SOUTHINGTON – The women who run the Pollinator Trail Garden along the Farmington Canal Heritage Trail are looking for volunteers to help with daily maintenance so they can resume their educational activities now that the pandemic has abated.

In the past, when students and residents could help take care of the garden, Southington residents, Kim Rees and Clare Bean, could bring Boy Scout troops and other groups into the garden and teach them about pollinators and l ‘ecosystem. With the pandemic restrictions lifted, Rees hopes to resume group accommodation.

“I would like to do more educational things like that. It’s just difficult because it’s myself and another person, ”said Rees, who worked with Bean to create the garden near Southington Dog Park in 2018.

Those interested in volunteering at the garden can reach Bean at 860-209-1028 or email [email protected]

Much of the time Rees and Bean spend in the garden each day is spent on maintenance – planting, watering, removing withered and dead flowers, and replacing plant tags. Last fall, a group of volunteers helped plant tulips, daffodils and hyacinths to make the garden bigger.

Rees believes in educating children about native plants that support the ecosystem. When a family recently met her in the garden, they were able to show that a milkweed leaf covered in aphids was eaten by ladybugs as a microcosm of the functioning of the food chain. Milkweed is the only plant that monarch butterflies will consume and lay their eggs on, so ladybugs play an important role in supporting the declining butterfly population – which are a major pollinator.

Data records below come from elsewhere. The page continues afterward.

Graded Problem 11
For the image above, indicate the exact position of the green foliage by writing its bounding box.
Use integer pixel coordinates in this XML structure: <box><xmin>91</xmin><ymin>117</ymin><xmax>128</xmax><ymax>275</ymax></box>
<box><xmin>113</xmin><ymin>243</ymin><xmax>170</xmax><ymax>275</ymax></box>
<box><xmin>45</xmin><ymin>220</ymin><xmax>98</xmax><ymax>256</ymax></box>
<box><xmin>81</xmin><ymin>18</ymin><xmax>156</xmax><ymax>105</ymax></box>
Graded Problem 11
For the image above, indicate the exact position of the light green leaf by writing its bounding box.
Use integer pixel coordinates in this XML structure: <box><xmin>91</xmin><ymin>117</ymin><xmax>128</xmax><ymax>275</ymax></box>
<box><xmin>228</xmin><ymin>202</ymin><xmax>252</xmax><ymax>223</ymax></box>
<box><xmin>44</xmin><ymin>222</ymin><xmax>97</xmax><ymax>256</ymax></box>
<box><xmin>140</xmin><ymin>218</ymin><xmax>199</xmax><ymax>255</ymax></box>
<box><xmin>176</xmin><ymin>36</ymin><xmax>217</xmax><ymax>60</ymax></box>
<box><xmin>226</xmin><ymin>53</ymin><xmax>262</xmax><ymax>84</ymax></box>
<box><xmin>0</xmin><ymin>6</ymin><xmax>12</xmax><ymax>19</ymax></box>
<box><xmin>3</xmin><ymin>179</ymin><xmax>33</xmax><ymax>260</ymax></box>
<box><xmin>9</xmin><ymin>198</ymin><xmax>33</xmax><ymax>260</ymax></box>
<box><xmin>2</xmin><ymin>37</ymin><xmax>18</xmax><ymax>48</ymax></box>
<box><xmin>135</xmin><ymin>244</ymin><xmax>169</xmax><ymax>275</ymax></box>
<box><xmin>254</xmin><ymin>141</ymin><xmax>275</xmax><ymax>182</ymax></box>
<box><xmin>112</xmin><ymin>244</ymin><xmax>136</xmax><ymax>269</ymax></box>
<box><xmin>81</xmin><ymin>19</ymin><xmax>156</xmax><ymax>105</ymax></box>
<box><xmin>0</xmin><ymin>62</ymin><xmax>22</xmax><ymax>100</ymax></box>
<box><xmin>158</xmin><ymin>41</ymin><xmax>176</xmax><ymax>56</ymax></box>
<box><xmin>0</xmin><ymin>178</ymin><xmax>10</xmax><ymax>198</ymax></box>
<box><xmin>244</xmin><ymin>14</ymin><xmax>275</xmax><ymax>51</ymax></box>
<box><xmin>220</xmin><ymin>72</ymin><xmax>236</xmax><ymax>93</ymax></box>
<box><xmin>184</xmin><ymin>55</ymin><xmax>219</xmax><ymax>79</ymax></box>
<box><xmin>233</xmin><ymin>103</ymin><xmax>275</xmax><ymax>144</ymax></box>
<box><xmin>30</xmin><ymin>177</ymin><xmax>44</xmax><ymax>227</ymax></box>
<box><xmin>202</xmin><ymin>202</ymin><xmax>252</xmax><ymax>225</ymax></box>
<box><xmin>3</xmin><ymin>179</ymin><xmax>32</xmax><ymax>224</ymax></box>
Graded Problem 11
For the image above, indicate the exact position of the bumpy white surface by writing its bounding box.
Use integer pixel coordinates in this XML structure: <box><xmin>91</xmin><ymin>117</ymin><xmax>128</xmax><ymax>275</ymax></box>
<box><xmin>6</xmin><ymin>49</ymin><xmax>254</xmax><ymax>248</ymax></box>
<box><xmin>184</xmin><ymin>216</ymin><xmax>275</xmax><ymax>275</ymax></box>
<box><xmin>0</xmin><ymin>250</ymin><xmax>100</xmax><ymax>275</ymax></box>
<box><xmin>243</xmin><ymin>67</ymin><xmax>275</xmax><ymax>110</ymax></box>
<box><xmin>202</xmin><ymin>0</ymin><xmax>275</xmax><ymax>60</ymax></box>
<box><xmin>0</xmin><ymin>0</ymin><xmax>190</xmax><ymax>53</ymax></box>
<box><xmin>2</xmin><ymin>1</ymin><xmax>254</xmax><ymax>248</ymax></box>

Retired water division supervisor Bill Casarella said the garden has become a focal point along the Southington section of the linear trail. It is located on land belonging to the Water Division and developed from a small rest area, with a drinking fountain and benches, which was installed when the opening of the path.

“They went above and beyond our expectations to go to the garden and maintain it,” he said of Rees and Bean’s efforts.

Garden sheltering art as well as pollinators

The garden began as an offshoot of the Art for a Cause Rees and Bean after-school program started at Kelley Elementary School about nine years ago. The children created works of art to be auctioned off to benefit a cause of their choice, and the garden was designed as a place to display some of the art.

“The first goal of the garden was to have a place to display all the beautiful artwork that the kids made… and from there it blossomed if we have this garden, follow the weather and do- into a garden of pollinators, ”Rees mentioned.

A memorial with a mosaic stone and wooden swinging bench was added to the garden last summer in memory of Julia Bruno, a Southington High School student who was killed in a car crash in 2019.

Part of the garden is also planted with Four O’Clock flowers grown from seeds provided by the Petit Family Foundation as an installation at Michaela’s Garden – a series of gardens planted across the state in memory of the lives lost during of the Small home invasion in 2007. in Cheshire.

The seeds of the flowers grown in Southington are sold each year and the proceeds are donated to the foundation.